Z kolei znana aktywistka społeczna, Elżbieta Podleśna, opublikowała dokumenty z jednej z komisji, które miały różnić się od oficjalnych danych podanych przez PKW.

Czy wybory trzeba będzie powtórzyć?

Pojawiają się pytania, czy w związku ze skalą nieprawidłowości możliwe będzie złożenie skutecznego protestu wyborczego. Zgodnie z prawem, każdy obywatel może złożyć protest do Sądu Najwyższego w ciągu 14 dni od ogłoszenia oficjalnych wyników. Do tej pory wpłynęło już ponad 5 tysięcy protestów.

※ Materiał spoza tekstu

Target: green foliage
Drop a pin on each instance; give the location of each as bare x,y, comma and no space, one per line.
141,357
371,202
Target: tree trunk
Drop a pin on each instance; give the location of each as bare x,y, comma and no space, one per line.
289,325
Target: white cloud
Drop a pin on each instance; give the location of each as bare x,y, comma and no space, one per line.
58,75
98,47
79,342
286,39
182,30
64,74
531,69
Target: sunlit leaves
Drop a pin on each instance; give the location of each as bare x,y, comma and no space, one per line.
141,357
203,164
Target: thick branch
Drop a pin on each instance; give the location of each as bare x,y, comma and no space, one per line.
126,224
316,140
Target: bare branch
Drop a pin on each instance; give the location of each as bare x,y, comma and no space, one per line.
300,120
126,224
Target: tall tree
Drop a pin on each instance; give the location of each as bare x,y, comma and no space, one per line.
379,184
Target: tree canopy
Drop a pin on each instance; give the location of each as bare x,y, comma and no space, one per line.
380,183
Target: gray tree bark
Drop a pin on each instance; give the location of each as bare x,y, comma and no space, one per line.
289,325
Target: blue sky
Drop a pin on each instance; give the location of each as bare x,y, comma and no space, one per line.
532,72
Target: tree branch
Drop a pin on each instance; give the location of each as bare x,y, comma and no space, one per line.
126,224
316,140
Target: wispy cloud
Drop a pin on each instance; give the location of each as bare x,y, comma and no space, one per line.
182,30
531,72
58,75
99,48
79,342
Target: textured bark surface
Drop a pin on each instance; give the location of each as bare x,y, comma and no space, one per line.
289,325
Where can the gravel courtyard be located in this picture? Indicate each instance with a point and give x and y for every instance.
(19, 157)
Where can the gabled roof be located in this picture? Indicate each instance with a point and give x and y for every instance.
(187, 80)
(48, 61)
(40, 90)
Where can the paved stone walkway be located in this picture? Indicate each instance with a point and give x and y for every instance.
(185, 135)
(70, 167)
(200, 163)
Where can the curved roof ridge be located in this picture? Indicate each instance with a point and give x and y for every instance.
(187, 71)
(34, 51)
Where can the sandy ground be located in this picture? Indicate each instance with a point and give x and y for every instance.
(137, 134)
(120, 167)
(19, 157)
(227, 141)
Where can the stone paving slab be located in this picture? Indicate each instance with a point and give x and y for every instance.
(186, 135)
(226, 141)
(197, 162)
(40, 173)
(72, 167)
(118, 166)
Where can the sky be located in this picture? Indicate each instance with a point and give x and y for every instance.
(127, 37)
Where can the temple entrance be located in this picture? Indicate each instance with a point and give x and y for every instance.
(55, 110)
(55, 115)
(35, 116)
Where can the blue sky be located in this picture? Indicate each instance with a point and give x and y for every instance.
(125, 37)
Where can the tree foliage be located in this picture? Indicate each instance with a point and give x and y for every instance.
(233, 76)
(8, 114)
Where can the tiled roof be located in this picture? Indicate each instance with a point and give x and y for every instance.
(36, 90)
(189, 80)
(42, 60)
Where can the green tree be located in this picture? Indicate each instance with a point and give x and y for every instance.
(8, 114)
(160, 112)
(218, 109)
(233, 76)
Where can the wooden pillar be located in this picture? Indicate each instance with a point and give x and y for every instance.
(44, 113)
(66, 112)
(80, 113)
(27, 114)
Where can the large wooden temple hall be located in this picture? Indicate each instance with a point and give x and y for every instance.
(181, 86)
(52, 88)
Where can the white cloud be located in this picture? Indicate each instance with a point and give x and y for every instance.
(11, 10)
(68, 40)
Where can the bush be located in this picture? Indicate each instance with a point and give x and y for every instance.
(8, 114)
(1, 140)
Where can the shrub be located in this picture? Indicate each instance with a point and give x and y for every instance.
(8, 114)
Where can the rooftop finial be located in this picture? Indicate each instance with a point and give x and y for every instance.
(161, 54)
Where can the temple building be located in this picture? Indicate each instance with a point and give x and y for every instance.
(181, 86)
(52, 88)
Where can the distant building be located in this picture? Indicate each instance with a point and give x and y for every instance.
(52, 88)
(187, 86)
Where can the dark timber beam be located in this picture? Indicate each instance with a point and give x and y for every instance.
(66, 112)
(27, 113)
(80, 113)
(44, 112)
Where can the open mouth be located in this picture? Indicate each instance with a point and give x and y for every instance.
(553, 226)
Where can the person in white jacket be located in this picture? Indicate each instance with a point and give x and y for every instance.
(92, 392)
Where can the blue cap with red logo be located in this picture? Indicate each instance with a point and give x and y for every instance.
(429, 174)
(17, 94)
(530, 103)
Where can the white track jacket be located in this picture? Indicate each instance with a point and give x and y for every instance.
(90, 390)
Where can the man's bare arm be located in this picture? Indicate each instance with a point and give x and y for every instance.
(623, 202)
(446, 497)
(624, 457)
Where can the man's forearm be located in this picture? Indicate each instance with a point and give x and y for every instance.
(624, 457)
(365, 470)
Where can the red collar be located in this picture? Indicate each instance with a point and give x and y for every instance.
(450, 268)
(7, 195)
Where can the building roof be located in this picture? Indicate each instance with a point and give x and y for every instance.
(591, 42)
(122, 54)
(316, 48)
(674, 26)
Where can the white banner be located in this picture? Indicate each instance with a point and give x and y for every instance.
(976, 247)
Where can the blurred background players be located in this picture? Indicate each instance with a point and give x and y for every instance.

Sąd Najwyższy ma czas do 60 dni na rozpatrzenie wszystkich protestów i wydanie orzeczenia. W wyjątkowych przypadkach, jeśli zostanie udowodnione, że błędy mogły wpłynąć na końcowy wynik, sąd może zarządzić ponowne przeliczenie głosów lub nawet powtórzenie wyborów w wybranych okręgach.

Konkluzja

Wybory prezydenckie 2025 miały być symbolem dojrzałości polskiej demokracji. Tymczasem setki uchybień, błędów i naruszeń procedur budzą poważne wątpliwości co do ich uczciwości. Politycy, prawnicy i obywatele czekają teraz na rozstrzygnięcie Sądu Najwyższego, który może mieć decydujący głos w tej sprawie. Czy Polska stanie na wysokości zadania i udowodni, że potrafi rozliczyć się ze swoich błędów? Odpowiedź poznamy w najbliższych tygodniach.